RADARSEMARANG.ID - Saat momen pelantikan Presiden Republik Indonesia (20/10), Prabowo Subianto, ada sebuah pemandangan unik yang menarik perhatian publik.
Komura Masahiko yang merupakan mantan menteri luar negeri Jepang yang menjadi dipilih menjadi perwakilan khusus, mencuri perhatian dengan cara berjalannya yang khas saat memasuki Istana Negara.
Komura Masahiko berajalan dengan cara yang asing dilihat di Indonesia sebuah teknik berjalan tradisional Jepang yang dikenal sebagai "Nanba Walking" atau "Samurai Walking".
Nanba Walking memiliki sejarah yang dalam, berasal dari periode Edo (1603-1867) di Jepang. Nama "Nanba" sendiri berasal dari distrik Namba di Osaka, yang pada masa itu merupakan pusat perdagangan dan aktivitas budaya.
Teknik ini awalnya dikembangkan oleh para pedagang yang sering membawa beban berat dan para petani yang bekerja di sawah.
Seiring waktu, teknik ini diadopsi dan disempurnakan oleh kaum samurai karena efisiensinya dalam pergerakan dan kesesuaiannya dengan gaya bertarung mereka. Para samurai menemukan bahwa cara berjalan ini memungkinkan mereka untuk:
- Bergerak dengan cepat sambil membawa katana
- Menjaga keseimbangan di berbagai medan
- Menghemat energi selama perjalanan jauh
- Mempertahankan kesiapsiagaan untuk bereaksi terhadap ancaman
Selama era Meiji (1868-1912), ketika Jepang mulai mengadopsi budaya Barat, gaya berjalan modern mulai menggantikan Nanba Walking dalam kehidupan sehari-hari. Namun, teknik ini tetap dilestarikan dalam seni bela diri tradisional dan teater Noh.
Nanba Walking bukanlah gaya berjalan biasa.

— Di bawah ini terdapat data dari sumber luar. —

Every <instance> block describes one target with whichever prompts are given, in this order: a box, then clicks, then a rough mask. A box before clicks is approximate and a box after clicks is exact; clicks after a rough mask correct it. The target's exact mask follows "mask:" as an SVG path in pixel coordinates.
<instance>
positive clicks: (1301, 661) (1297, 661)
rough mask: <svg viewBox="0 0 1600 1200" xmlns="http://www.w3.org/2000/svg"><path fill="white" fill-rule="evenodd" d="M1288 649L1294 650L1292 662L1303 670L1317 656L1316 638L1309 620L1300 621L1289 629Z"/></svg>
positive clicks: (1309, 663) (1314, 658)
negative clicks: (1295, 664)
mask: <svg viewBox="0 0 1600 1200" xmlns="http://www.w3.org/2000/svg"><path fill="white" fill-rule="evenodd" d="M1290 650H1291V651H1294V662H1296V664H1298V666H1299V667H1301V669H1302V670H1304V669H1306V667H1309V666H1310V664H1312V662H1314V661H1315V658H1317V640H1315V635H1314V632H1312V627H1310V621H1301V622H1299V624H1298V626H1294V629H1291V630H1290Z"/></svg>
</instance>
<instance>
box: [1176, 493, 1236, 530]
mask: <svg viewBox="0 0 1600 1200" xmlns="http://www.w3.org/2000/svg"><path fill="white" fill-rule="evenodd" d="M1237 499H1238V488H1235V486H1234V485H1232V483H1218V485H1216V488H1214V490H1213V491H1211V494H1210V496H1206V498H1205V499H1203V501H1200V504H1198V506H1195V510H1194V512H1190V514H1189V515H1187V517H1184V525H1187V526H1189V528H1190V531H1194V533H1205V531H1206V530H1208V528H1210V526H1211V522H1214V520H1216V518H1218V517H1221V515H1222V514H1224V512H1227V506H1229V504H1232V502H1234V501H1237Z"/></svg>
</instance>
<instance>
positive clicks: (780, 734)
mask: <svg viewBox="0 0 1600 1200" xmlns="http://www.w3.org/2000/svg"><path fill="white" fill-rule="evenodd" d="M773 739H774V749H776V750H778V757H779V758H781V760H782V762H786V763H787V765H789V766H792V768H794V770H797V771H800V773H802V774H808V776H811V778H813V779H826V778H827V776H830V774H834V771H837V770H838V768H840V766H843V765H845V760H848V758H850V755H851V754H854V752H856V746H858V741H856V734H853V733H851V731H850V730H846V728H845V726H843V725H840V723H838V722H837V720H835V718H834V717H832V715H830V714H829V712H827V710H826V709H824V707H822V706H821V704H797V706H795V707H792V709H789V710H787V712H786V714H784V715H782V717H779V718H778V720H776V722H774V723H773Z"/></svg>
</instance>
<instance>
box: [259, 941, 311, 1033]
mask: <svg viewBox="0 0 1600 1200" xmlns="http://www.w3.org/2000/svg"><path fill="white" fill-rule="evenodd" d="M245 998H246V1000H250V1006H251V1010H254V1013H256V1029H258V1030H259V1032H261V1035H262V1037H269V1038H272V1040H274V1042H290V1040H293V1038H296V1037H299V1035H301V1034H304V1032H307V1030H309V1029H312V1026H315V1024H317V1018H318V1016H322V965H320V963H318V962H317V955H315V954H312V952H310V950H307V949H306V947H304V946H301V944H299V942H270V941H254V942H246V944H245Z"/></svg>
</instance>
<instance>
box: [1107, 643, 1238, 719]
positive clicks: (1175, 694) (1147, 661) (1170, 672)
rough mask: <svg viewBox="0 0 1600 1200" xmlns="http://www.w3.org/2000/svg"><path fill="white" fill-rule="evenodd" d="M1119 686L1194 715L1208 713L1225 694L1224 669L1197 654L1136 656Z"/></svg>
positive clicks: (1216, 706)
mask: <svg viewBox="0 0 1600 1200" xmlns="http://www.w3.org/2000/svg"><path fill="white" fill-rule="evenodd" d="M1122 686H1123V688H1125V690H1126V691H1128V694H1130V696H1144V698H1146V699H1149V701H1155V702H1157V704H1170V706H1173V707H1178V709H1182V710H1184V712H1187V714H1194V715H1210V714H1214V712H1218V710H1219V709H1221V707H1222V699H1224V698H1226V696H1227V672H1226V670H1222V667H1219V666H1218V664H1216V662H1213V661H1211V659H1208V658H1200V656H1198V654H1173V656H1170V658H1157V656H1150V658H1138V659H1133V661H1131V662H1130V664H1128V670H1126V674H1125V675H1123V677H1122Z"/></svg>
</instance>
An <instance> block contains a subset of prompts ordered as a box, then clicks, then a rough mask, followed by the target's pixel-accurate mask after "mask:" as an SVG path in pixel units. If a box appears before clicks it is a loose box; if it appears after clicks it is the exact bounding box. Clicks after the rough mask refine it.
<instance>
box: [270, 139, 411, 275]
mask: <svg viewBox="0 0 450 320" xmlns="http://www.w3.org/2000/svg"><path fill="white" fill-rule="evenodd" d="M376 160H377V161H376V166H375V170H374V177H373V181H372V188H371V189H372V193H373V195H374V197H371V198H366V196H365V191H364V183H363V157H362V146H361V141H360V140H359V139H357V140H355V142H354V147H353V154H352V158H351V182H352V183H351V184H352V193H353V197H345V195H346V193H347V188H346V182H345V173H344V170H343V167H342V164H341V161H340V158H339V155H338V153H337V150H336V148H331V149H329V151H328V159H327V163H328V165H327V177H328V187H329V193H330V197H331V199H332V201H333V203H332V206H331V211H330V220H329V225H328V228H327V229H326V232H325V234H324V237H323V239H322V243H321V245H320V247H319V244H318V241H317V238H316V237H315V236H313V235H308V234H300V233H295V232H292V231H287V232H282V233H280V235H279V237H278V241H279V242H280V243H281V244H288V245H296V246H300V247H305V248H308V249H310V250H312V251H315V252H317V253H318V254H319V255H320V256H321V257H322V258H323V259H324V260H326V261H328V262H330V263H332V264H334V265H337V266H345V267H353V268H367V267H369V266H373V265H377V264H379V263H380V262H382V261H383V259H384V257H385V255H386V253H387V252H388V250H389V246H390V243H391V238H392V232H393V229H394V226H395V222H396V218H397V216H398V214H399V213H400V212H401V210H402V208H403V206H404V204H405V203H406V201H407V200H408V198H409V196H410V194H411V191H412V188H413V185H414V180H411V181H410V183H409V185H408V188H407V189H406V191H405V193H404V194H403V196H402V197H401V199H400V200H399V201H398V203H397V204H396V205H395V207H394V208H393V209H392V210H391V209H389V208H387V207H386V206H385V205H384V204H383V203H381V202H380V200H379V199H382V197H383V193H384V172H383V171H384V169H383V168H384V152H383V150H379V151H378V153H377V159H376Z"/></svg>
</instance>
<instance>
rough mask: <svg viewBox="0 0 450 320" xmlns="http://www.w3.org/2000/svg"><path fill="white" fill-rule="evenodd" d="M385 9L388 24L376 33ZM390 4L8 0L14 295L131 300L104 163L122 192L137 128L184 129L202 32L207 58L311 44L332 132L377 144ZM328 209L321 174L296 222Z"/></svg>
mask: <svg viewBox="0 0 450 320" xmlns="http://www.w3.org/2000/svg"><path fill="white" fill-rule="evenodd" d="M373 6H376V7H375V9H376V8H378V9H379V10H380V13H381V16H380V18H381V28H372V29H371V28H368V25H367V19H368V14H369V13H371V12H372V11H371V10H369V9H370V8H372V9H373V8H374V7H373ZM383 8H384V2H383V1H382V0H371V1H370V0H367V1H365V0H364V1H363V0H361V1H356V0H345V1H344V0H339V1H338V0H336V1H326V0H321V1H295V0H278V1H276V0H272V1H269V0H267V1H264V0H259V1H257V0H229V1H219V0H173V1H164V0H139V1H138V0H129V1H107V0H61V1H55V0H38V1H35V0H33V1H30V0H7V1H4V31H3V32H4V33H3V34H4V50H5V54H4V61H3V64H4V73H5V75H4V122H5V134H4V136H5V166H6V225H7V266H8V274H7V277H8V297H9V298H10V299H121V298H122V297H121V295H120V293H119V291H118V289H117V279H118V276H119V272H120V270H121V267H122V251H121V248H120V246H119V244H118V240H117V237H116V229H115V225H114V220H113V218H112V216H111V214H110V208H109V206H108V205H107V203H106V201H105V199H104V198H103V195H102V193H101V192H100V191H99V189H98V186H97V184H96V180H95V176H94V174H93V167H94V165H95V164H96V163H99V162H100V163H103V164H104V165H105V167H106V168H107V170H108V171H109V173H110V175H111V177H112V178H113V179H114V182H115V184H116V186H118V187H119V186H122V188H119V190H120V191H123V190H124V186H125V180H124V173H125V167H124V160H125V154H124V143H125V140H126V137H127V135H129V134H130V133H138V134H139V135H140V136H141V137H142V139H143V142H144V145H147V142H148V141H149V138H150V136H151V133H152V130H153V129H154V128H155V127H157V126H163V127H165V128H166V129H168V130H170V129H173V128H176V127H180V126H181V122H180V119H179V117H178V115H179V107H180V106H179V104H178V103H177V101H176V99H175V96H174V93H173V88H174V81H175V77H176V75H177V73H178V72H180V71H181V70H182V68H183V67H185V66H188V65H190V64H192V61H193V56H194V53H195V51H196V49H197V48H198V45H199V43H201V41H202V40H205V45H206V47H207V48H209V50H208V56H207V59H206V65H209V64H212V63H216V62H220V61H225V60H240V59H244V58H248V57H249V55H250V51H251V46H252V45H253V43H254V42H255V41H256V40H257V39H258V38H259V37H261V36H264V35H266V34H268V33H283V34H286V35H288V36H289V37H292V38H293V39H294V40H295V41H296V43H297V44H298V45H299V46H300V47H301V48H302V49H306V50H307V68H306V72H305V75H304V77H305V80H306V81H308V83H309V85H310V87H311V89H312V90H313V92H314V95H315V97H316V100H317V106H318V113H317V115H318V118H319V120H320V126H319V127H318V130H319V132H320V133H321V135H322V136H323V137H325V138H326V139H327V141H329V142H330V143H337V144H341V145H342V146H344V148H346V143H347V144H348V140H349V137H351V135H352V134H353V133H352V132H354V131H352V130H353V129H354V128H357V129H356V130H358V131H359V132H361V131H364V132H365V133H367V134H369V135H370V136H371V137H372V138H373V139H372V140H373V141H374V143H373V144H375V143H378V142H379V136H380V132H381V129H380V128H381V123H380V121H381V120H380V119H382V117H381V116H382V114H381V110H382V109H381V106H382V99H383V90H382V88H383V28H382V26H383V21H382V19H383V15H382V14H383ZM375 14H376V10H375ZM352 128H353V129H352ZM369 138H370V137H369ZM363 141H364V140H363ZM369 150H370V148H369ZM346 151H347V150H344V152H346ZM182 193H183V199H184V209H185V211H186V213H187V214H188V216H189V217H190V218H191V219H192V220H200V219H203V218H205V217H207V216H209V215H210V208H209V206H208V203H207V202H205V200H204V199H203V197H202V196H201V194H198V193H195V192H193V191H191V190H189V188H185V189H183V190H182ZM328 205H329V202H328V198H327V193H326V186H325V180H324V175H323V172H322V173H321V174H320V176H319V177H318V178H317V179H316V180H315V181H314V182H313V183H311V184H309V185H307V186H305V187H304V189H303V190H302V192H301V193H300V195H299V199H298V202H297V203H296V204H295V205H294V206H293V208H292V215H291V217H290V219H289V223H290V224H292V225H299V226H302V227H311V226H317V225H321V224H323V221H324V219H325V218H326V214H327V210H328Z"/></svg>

Teknik ini merupakan warisan budaya dari era samurai Jepang yang telah berusia ratusan tahun.
Pemilihan Komura Masahiko untuk menampilkan Nanba Walking dalam acara sekelas pelantikan presiden dapat diinterpretasikan sebagai bentuk diplomasi budaya yang halus namun bermakna.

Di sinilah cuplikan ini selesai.